そのまま暫く二人で静かにぼうっとしていると、御影がキャップを閉じながら言った。
「なまえはさ、なんでヒーロー目指してるの?」
「え?」
「いや、訊いたことなかったなって思って」
そよそよと吹いてくる穏やかな風に前髪が揺れる。「あのね、」と私は壁に背中を預けながら天井を見上げた。
「私ね、七歳の時にヴィランに攫われたの」
「えっ」
隣から、御影の驚いた声が上がる。私は続けた。
「家の庭で、遊んでいた時にね。一人だったんだ。玄関の向こうから知らない男の人に声をかけられて、え?って思った時には抱き上げられて、車の中に押し込められた」
「え、…それで、どうなったの?」
「両親が、私がいなくなったことにすぐ気づいたの。それですぐに警察に通報した。その時にちょうど近くをパトロールしてたヒーローがいてね。その人が、救けてくれたの」
「…」
攫われた時、自分はもう両親に二度と会えないんじゃないかと思った。身体ががくがくと震え、どうにかして逃げ出さないととは思うものの恐怖で動けず、また子供ひとりができることなんて限られていた。

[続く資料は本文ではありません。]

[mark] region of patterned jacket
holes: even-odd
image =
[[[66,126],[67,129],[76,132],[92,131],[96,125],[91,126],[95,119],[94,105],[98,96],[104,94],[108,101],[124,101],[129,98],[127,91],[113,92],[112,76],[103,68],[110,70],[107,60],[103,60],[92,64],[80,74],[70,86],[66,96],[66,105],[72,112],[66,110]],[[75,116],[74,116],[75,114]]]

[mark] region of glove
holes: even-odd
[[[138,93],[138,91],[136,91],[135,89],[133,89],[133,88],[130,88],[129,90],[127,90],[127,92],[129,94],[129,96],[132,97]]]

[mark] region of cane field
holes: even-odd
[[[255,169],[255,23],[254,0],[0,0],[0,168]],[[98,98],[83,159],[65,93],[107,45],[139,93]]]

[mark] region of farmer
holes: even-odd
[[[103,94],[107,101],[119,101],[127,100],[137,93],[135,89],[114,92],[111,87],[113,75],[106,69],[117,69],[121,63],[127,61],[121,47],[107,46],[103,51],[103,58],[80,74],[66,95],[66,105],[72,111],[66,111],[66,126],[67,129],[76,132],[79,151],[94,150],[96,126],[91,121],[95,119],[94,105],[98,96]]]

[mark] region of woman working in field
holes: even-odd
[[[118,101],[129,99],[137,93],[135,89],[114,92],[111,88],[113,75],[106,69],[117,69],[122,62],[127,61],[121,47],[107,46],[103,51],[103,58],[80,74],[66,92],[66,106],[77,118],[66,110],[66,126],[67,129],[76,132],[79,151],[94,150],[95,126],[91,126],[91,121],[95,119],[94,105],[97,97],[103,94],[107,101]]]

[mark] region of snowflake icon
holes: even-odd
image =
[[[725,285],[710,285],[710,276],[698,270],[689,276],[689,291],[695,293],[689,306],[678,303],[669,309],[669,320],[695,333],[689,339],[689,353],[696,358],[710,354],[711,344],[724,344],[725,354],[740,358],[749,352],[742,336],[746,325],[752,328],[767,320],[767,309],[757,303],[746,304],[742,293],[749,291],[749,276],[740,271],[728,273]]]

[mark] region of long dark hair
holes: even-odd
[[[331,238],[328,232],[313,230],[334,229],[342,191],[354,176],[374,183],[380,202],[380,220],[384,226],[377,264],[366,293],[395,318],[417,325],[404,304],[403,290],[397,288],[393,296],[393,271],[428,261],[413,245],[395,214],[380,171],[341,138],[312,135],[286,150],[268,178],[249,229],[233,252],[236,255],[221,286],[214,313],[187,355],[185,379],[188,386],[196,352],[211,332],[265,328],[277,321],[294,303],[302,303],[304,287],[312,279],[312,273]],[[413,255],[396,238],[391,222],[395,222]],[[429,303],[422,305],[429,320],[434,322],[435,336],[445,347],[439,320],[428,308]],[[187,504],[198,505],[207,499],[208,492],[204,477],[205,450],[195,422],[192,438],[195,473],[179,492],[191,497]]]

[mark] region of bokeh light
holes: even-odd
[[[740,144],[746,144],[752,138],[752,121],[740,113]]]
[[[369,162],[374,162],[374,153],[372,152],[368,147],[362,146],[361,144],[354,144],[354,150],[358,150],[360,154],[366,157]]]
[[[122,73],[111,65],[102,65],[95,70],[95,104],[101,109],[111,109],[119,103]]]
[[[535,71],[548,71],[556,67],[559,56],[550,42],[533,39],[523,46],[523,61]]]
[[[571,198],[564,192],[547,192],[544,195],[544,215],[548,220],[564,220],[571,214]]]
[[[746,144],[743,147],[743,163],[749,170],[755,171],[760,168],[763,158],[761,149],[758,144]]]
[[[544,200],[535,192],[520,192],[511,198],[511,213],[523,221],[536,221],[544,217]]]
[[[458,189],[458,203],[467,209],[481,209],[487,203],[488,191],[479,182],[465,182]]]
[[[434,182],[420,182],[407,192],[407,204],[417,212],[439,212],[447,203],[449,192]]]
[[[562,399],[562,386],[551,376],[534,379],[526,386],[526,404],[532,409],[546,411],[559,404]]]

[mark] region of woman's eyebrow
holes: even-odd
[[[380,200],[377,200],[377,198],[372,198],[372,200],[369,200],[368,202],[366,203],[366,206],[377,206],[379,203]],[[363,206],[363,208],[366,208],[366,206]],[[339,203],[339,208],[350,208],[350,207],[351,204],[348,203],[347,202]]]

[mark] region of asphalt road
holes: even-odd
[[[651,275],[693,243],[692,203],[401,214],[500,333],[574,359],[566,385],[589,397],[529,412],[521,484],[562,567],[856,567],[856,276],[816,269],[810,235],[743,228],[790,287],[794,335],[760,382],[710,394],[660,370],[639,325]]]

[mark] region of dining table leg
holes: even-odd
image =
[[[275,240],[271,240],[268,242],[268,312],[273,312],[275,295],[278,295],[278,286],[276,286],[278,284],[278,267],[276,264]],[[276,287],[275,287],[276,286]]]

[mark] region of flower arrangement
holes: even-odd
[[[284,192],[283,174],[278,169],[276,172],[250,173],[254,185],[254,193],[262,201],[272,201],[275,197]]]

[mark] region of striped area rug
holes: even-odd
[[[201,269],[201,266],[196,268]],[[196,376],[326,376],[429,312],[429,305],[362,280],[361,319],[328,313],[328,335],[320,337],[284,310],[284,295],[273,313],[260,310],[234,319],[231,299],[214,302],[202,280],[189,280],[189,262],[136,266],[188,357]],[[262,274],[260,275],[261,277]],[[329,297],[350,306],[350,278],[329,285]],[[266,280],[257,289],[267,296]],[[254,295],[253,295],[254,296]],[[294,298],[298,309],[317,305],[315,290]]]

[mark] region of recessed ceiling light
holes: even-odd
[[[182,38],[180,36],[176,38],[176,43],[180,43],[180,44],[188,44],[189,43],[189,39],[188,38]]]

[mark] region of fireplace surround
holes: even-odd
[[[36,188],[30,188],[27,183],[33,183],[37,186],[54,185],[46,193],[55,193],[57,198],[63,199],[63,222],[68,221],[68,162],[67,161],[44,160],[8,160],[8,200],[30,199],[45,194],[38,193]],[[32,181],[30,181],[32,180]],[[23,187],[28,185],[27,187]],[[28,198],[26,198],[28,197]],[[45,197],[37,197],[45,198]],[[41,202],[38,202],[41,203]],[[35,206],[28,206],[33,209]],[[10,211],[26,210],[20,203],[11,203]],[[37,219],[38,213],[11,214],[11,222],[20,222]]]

そんな絶望的な状況の中、私を救けにきてくれたのは一人の女性のヒーローだった。
「そんなに有名なヒーローじゃなかったんだよ。私もその人をテレビで見たことなんてなかった。だけど、そのヒーローは私の命の恩人なの。私を家族の元へ返してくれた」
「じゃあ、その人がきっかけで…」
「うん。私もあの人がそうしてくれたように、いつか誰かを救けたいって思ったんだ」
懐かしい思い出だった。私を救い上げてくれたヒーローの暖かくて力強い腕。あのヒーローが来てくれなければ、どんな目に遭っていたことだろう。記憶の中の大切な記憶は、その後も私の胸の中に残り続け、こうしてヒーローを目指すことへの種になったのだった。
思い出に浸っていると、御影が嬉しそうに笑った。
「?どうしたの」
「いや、嬉しいなって思って。なまえ、あまり皆と話さないでしょ?私とは仲良くしてくれるけど、今までお互いの家族のこととか、踏み込んだ話題をすることなかったから。話してくれて、嬉しかった」
「御影…」
「体育祭、お互い頑張ろうね」
「よーし!もうひと頑張りするぞー!」と両手を伸ばしてすっくと立ちあがる御影。彼女の後に続いて、私もまた訓練へと戻る。体育館の中に入ってくる涼しい風に吹かれながら、こんな友だちが自分にできるなんてなんて幸せなことだろうと思う。そして、気づかなかった。開け放たれた扉の向こうから、爆豪くんが私を見ていたことに。